This post extends a conversation I began on 19 May 2010, titled testing the validity of complex systems.
My basic argument is that we simply too often assume that any topic we are studying is a complex system simply because we say so--regardless of the definition we are using.
Now I know that the definition of a complex system is encyclopedic, such that many definitions exist. And, of course, I am not arguing for a single standard by which all topics should be judged worthy of being called a complex system.
But, I am arguing that, regardless of the definition researchers use, they should have some way of testing their topic to see if and how it acts like a complex system.
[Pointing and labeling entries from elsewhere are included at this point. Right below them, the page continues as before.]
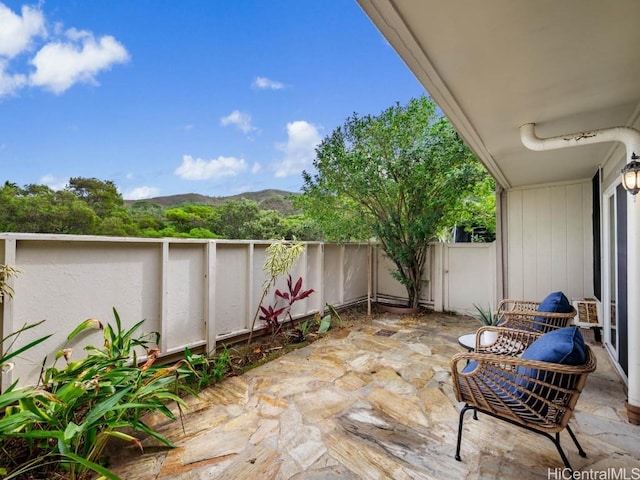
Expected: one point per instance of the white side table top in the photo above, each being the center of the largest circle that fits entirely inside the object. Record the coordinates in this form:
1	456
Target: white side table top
468	341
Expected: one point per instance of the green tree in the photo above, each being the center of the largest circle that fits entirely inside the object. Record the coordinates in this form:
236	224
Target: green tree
102	196
401	173
38	209
236	219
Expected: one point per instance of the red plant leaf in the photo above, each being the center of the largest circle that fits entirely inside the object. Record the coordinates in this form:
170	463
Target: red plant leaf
282	295
297	288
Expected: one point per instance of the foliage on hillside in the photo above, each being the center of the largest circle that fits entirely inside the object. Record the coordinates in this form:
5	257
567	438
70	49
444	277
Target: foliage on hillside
88	206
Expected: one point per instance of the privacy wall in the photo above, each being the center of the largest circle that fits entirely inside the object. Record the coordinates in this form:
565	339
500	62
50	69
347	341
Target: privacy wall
199	292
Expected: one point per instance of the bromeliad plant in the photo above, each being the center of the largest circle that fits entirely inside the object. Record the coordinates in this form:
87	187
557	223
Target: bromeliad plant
270	314
281	256
68	419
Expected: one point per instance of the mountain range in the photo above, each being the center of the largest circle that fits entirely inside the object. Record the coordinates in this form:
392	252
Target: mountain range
271	199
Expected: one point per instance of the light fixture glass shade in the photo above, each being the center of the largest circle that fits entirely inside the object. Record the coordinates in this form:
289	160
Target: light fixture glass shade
631	177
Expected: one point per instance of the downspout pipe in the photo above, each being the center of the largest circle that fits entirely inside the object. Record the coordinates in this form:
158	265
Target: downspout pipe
630	137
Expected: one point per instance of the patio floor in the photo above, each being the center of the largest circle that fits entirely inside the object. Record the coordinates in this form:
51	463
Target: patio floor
375	401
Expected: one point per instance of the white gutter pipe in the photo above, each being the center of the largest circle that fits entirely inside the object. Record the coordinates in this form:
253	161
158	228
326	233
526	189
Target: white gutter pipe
631	139
627	135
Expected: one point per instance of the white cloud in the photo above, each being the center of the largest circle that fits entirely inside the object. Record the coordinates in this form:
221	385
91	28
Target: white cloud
53	182
139	193
264	83
78	59
299	149
70	57
199	169
241	120
10	84
17	32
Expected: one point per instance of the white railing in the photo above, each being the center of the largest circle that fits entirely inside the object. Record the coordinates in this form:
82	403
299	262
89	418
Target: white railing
198	292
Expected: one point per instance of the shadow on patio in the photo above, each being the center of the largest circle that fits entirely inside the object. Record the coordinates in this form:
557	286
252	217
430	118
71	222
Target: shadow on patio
375	401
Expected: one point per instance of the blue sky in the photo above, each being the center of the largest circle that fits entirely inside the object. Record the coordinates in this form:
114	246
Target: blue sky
168	97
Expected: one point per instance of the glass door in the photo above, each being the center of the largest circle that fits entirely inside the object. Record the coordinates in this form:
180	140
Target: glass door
615	281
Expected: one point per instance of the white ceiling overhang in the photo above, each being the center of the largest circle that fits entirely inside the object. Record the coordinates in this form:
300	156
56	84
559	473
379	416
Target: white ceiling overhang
567	66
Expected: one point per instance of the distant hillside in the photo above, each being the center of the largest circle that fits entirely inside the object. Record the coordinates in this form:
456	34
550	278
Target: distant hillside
271	199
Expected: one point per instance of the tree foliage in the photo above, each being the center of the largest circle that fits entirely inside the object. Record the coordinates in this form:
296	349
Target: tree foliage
400	175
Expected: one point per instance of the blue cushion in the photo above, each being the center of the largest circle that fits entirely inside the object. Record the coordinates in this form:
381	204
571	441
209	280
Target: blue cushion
555	302
470	367
563	345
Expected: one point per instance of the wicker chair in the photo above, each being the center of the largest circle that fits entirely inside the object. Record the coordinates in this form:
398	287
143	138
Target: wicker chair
538	396
524	314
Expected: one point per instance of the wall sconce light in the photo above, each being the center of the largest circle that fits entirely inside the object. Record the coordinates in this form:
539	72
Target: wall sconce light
631	175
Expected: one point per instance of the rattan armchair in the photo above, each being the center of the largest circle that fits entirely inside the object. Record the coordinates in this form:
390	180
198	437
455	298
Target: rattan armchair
538	396
524	315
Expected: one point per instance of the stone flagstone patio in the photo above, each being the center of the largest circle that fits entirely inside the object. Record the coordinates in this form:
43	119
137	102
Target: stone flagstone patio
374	401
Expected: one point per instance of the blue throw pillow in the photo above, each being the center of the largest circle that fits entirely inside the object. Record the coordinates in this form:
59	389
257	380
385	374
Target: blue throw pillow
563	345
555	302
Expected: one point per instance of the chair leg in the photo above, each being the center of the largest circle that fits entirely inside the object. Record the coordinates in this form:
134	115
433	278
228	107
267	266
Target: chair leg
556	442
575	440
462	412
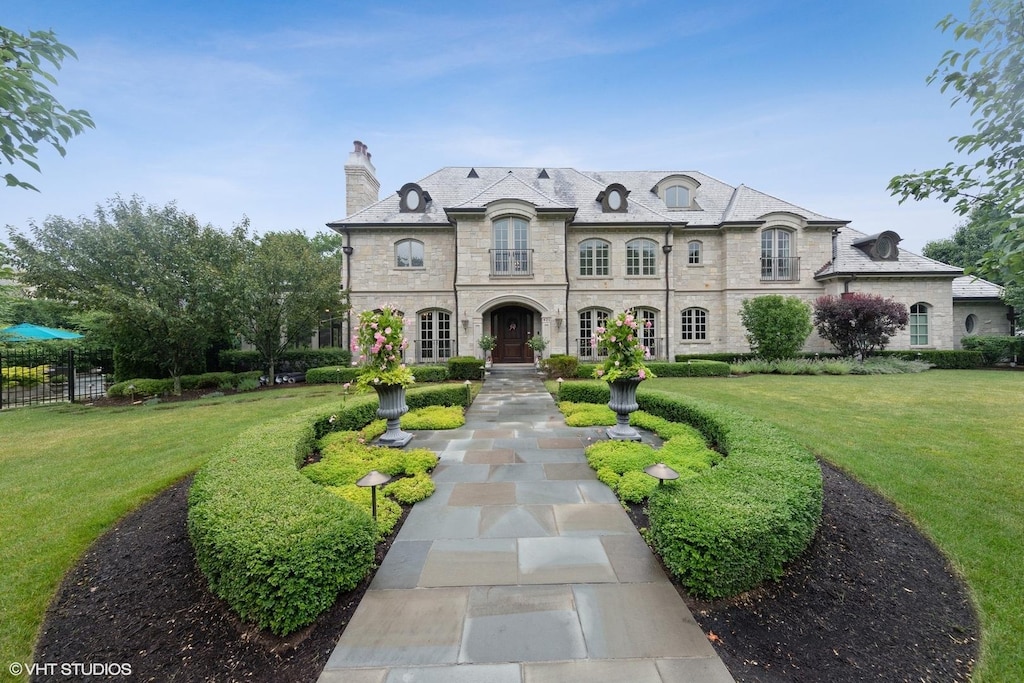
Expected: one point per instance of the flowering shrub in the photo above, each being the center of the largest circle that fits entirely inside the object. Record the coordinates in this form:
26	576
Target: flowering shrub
379	343
620	338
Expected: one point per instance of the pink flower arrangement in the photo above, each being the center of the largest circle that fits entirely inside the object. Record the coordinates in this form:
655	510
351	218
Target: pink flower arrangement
622	341
379	344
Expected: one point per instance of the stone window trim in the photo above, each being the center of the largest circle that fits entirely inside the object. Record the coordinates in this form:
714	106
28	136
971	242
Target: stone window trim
413	199
594	256
641	258
920	325
694	325
694	253
410	255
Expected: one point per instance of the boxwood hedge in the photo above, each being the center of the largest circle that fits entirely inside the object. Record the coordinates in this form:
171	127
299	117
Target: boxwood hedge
727	530
274	546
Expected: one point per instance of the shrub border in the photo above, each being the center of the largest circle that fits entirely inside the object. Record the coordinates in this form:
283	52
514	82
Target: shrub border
274	546
737	525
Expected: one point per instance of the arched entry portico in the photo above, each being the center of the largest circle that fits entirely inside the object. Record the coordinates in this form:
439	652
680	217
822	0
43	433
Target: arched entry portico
512	326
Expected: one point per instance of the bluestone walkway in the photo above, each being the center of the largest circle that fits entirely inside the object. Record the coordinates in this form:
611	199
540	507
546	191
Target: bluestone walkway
521	567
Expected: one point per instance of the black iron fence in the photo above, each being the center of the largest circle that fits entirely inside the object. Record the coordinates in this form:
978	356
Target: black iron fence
33	376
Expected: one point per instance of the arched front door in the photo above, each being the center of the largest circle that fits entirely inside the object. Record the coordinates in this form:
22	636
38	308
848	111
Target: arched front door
512	326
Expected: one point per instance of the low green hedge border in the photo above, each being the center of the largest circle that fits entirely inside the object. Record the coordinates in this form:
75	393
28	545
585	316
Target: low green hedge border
274	546
728	529
695	368
151	387
737	525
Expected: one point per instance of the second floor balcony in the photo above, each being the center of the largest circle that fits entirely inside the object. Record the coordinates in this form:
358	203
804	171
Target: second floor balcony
511	262
779	269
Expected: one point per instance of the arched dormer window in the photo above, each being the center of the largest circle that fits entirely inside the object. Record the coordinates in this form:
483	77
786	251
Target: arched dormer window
694	325
409	254
640	257
678	191
612	199
594	257
413	199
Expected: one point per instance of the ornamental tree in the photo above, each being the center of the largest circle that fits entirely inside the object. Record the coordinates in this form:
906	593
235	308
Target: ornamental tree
30	115
858	325
776	326
280	285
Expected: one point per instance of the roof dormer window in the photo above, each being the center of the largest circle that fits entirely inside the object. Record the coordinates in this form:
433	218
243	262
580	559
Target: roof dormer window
612	199
881	247
678	191
413	199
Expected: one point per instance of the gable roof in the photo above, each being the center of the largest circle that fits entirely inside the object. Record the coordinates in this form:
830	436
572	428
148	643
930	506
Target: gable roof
459	187
852	261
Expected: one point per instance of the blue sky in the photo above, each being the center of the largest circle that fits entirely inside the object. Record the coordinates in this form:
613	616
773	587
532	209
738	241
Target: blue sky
250	108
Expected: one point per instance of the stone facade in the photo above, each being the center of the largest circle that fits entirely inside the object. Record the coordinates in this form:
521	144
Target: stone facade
502	248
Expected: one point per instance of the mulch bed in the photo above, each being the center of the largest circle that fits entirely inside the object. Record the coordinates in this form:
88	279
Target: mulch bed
871	599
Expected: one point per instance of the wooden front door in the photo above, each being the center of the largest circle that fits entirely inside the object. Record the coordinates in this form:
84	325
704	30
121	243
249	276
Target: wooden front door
512	326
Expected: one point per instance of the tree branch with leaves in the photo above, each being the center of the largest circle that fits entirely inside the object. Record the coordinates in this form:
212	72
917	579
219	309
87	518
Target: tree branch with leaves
30	115
988	75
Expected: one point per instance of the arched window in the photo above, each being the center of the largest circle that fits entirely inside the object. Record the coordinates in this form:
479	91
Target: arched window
409	254
435	336
594	257
694	325
647	327
511	255
919	325
777	261
694	252
677	197
640	257
590	321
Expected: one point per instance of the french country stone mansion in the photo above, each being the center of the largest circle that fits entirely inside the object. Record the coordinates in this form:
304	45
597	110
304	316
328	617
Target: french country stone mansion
516	252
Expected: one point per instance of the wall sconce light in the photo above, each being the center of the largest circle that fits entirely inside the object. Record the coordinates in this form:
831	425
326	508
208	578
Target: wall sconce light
373	480
660	471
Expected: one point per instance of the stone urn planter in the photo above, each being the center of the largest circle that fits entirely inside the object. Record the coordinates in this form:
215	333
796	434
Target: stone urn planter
392	407
624	401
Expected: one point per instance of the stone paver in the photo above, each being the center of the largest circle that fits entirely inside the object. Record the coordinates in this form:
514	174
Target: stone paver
520	568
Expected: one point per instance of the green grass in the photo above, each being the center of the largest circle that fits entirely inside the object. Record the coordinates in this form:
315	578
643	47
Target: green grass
944	445
68	473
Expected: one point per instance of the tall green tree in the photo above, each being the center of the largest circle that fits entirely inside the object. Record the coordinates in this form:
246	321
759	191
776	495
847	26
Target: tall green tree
281	286
160	275
968	246
987	75
776	326
30	115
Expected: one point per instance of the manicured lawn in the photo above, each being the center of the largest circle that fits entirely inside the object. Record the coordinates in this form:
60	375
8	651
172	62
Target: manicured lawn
947	446
68	473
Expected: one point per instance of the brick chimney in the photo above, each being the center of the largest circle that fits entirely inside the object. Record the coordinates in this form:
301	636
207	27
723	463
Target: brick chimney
361	186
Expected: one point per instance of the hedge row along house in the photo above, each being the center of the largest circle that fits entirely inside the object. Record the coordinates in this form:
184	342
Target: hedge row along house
516	252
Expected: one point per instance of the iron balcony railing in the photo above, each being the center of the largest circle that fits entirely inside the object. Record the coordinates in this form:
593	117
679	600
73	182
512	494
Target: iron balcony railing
511	262
779	269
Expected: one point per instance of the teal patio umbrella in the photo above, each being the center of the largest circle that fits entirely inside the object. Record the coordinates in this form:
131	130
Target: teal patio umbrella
29	332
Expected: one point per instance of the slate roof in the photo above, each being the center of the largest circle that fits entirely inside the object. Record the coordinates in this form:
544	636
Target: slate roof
853	261
969	287
451	187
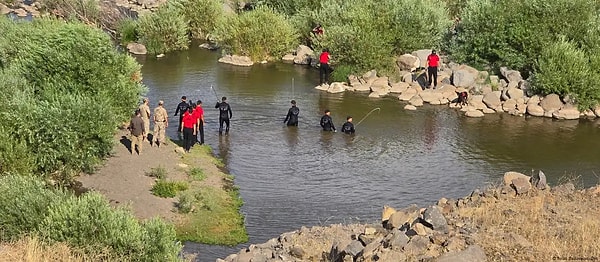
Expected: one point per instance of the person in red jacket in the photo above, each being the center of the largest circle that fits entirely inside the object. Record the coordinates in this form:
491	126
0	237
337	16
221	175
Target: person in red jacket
433	61
188	127
324	68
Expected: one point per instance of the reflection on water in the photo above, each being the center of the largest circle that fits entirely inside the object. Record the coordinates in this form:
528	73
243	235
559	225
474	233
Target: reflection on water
301	176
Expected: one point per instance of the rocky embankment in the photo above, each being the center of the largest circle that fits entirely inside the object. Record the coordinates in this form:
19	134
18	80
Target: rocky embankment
521	220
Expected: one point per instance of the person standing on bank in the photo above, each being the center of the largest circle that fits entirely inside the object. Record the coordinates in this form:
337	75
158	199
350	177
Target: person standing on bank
224	115
161	122
145	114
291	119
136	127
348	127
327	122
181	109
432	66
199	111
324	68
188	128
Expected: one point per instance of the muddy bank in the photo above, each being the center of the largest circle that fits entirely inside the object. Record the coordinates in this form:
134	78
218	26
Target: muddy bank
521	219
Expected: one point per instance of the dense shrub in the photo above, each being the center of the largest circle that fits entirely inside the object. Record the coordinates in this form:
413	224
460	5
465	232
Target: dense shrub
202	16
513	33
64	90
164	30
260	34
564	69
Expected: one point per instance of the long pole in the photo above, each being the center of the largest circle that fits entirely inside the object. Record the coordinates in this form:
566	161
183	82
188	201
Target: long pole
365	117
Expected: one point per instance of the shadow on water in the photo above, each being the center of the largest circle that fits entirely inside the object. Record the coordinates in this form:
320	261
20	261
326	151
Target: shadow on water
301	176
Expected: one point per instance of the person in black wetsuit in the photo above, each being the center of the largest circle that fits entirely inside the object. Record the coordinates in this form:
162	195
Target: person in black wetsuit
224	115
327	122
348	127
181	109
292	117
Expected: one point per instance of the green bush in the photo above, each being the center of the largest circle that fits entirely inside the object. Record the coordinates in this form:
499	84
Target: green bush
24	203
164	188
164	30
202	16
564	69
127	30
512	33
261	34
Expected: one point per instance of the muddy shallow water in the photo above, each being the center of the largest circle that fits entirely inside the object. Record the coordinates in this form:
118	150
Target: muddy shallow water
293	177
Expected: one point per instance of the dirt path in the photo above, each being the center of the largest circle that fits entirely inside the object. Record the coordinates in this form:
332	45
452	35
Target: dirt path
124	181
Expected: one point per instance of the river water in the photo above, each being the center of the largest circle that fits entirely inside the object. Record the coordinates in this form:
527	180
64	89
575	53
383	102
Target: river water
293	177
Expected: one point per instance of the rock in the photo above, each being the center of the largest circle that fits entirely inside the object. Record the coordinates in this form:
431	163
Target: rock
422	55
137	49
566	188
540	179
474	113
410	107
354	248
509	176
473	253
399	87
514	93
417	245
236	60
336	87
535	109
416	101
434	219
568	112
513	76
408	94
521	185
408	62
551	103
492	100
288	58
304	55
464	76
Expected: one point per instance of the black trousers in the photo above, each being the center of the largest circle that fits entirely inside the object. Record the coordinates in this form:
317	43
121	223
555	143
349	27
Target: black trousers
201	132
324	71
221	121
432	74
188	138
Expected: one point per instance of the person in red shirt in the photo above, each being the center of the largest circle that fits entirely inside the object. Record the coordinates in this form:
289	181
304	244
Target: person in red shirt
324	68
433	61
199	114
188	127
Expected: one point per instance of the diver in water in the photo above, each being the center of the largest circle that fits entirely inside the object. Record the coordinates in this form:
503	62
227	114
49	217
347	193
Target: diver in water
327	122
224	115
348	127
292	117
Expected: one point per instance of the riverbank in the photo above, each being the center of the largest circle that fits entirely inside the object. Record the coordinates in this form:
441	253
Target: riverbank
521	219
207	211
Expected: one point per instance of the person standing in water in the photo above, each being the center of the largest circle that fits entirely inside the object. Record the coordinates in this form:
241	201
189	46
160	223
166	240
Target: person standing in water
225	115
348	127
292	117
327	122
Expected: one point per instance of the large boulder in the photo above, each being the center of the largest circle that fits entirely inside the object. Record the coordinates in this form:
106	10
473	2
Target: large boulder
513	76
492	100
137	49
304	55
551	103
464	76
408	62
236	60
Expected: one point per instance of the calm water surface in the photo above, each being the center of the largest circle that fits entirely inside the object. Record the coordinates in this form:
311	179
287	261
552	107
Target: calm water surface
293	177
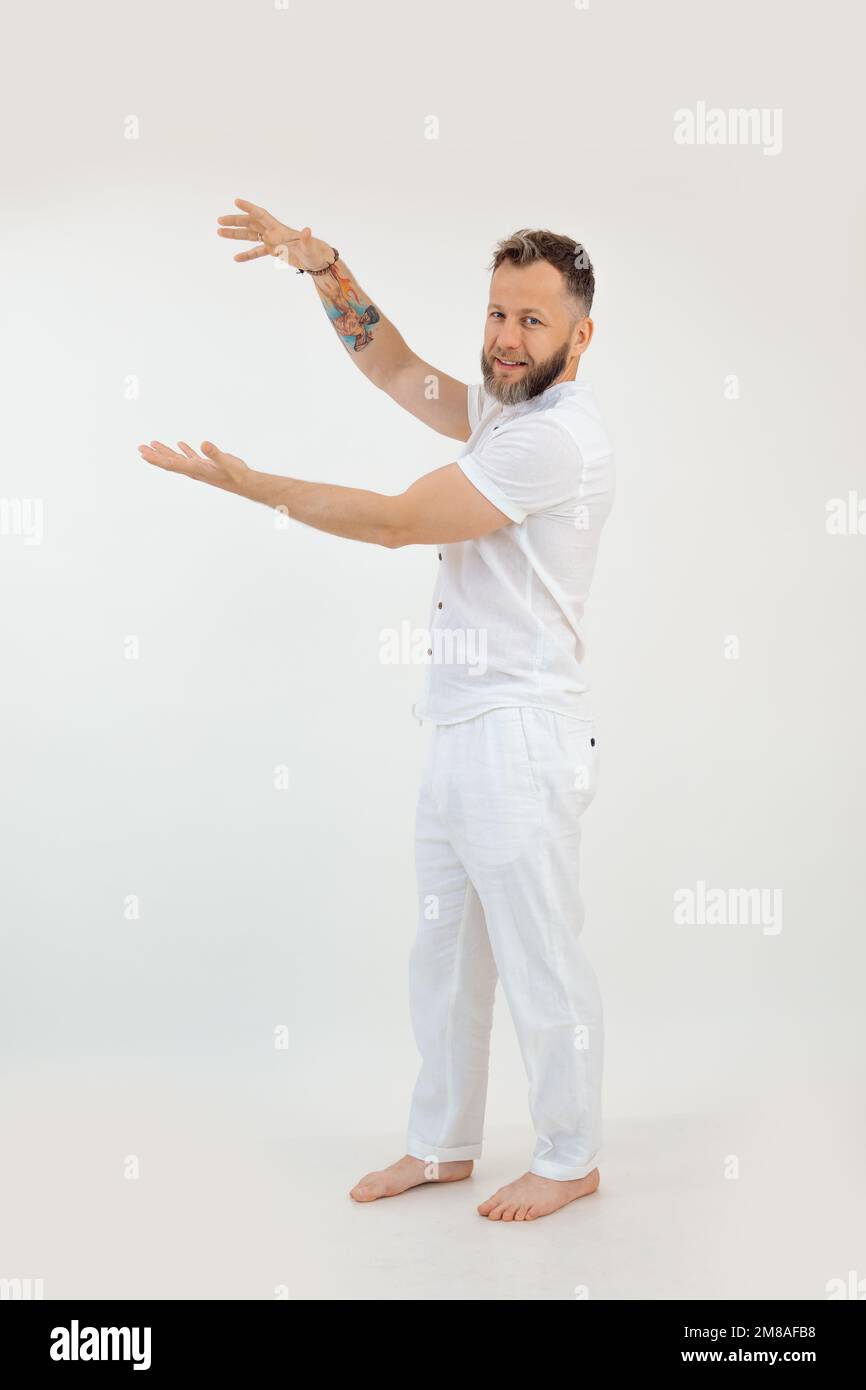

For example, pretend one assumes that complex systems have the following characteristcs: they are self-organizing, emergent, operating near chaos, and agent-based. Definition in hand, one then goes out to study a local community, a formal organization or some social network. Before one begins, however, shouldn't there be some set of preliminary tests done; some sort of way to determine if what one is studying is actually self-organizing, emergent, etc? Related, what would one look for to determine if such characteristics exist? What tests would one use? What methods would be relevant to conduct these tests? And, what if one finds that one or more of these characteristics is lacking, or only exists in a modified form? What then?
Again, I am not saying that one test or definition fits all. But, I am saying that the definitions complexity scientst use to identify, model and study various topics as complex systems should have a bit more empirical rior. These definitions should be tested and held up to empirical validity and reliability. One should be able to talk intelligently about what one means when one is calling something a complex system.